Did I ever tell you guys about the time I was mugged in Peru? Here’s a link to my old blog (in French), if any of you guys want to read what I wrote about it at the time.
For those of you who don’t read French or who don’t want to open a separate browser window, here’s the gist of it :
In 2005, I spent a year abroad, studying at the Universidad San Francisco de Quito in Quito, Ecuador. In May 2006, at the end of the school year, Marina (former roommate and travel buddy extraordinaire) and I decided to take off for 6 weeks and tour Peru and Bolivia. Seasoned ecuadorian travellers that we were, we flew South from Quito to Loja, a 75$ flight that saved us 18 or so hours on the bus. We got to spend time in the beautiful city of Loja and the amazing valley of Vilcabamba and from there, we boarded a bus to Peru. I couldn’t tell you how long we spent on the bus, but it was quick and easy. We got dropped off at the border in Piura at around 4am and stood around for 2 hours amidst giant leaping grasshoppers until the guard that we could see behind the window woke up. So, around 6am, we were waved through the border, walked across the kilometer long bridge, and ended up in Peru. From the edge of the country, we boarded another bus to a town called Chiclayo and promptly fell back asleep.

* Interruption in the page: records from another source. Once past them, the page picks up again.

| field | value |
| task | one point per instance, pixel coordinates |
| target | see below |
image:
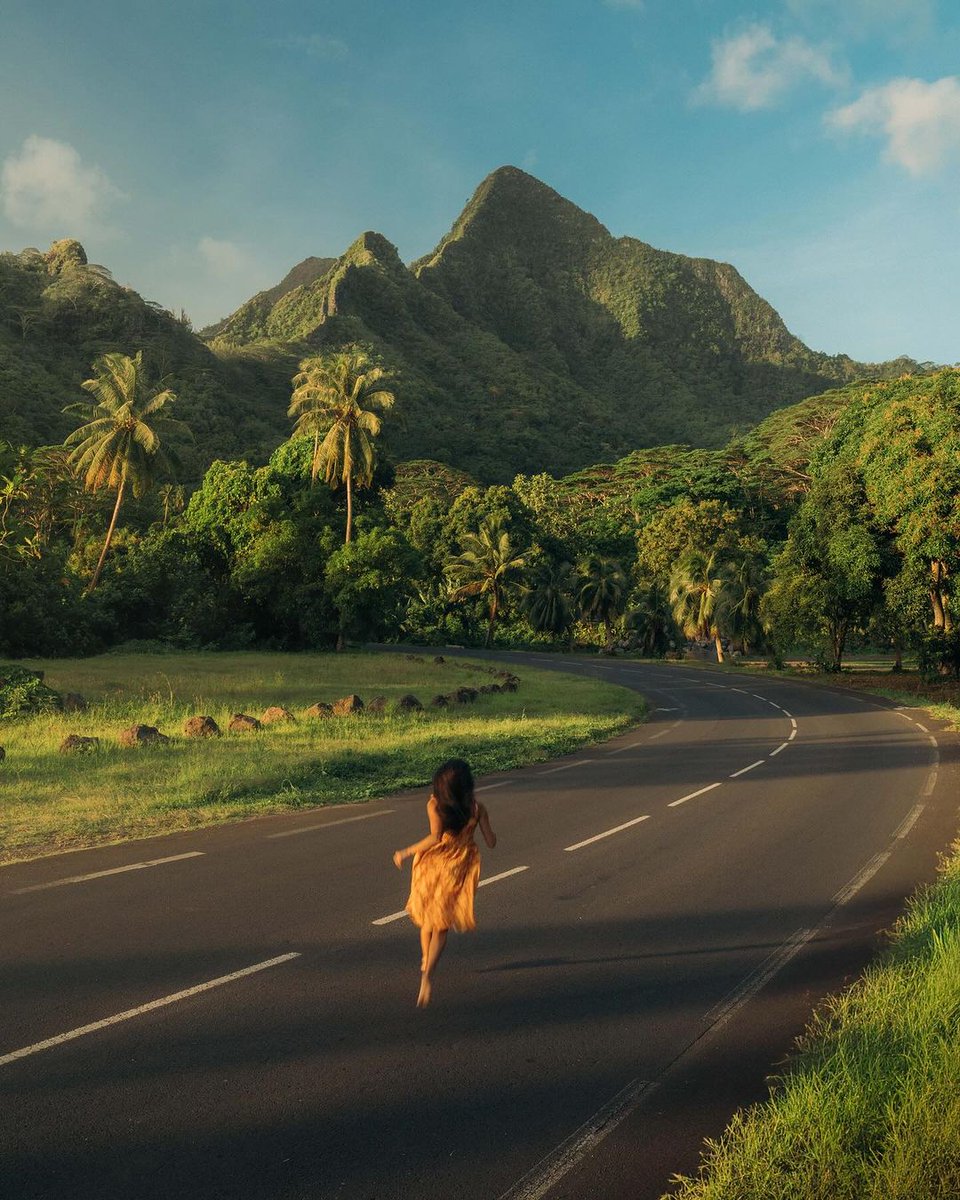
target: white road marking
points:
(568, 766)
(909, 821)
(606, 833)
(144, 1008)
(743, 771)
(683, 799)
(493, 879)
(113, 870)
(552, 1168)
(329, 825)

Once we got to Chiclayo, we had a couple of hours to spare before boarding our next bus to the historic (and supposedly very beautiful) city of Chan Chan. We had heard that there was a really great witch market in the town of Chiclayo, but we had our backpacks with us and didn’t want to cart those through the market, so we made the risky decision of leaving our stuff at the bus station. Unheard of, right? We thought about it and decided that the smartest thing would be not to leave any valuables behind, so we took our passports, ipods, cameras and everything else worth anything with us.

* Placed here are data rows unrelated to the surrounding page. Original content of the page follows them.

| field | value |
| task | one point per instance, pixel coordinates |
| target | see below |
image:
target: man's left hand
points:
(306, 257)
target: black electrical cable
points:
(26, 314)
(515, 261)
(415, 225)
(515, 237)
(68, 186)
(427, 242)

In retrospect, I still think that we did the right thing, but we got really unlucky when our taxi was accosted. The first thing I was aware of was a guy pulling my camera out of my hand, while Marina, always a bit quicker than I am, was pulling me from the other direction, trying to get me out of the taxi. I looked to my left, where the guy had started pulling on my bag, and I started pulling back until I saw his gun. Um, hi, potentially dangerous stranger! Please take all my things!

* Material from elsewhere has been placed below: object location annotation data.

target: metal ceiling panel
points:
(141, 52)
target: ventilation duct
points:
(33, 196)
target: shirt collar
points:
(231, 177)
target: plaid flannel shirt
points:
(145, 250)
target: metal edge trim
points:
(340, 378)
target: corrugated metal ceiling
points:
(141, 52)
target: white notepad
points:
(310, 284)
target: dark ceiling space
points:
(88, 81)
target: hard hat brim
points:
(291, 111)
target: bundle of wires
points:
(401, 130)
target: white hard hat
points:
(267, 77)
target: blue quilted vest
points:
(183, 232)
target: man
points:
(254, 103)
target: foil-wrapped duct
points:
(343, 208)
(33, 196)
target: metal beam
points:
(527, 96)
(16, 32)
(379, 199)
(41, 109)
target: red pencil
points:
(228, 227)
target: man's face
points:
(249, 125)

What does this have to do with Bamako?
In Bamako, it’s really common to share taxis. This I didn’t know before getting here. Oftentimes, the taxi pulls up and there’s already someone in it. Generally, I don’t like getting into those taxis unless the other passengers are women. The other night, we were driving through town in a crazy rain storm, and all of a sudden, this man runs up to the taxi and tries to open the door. Well, that definitely freaked me out. Turns out that the mugging in Peru had a bigger impact on me than I thought, and I’m always skittish when taxis stop on the side of the road now. Hopefully that goes away soon!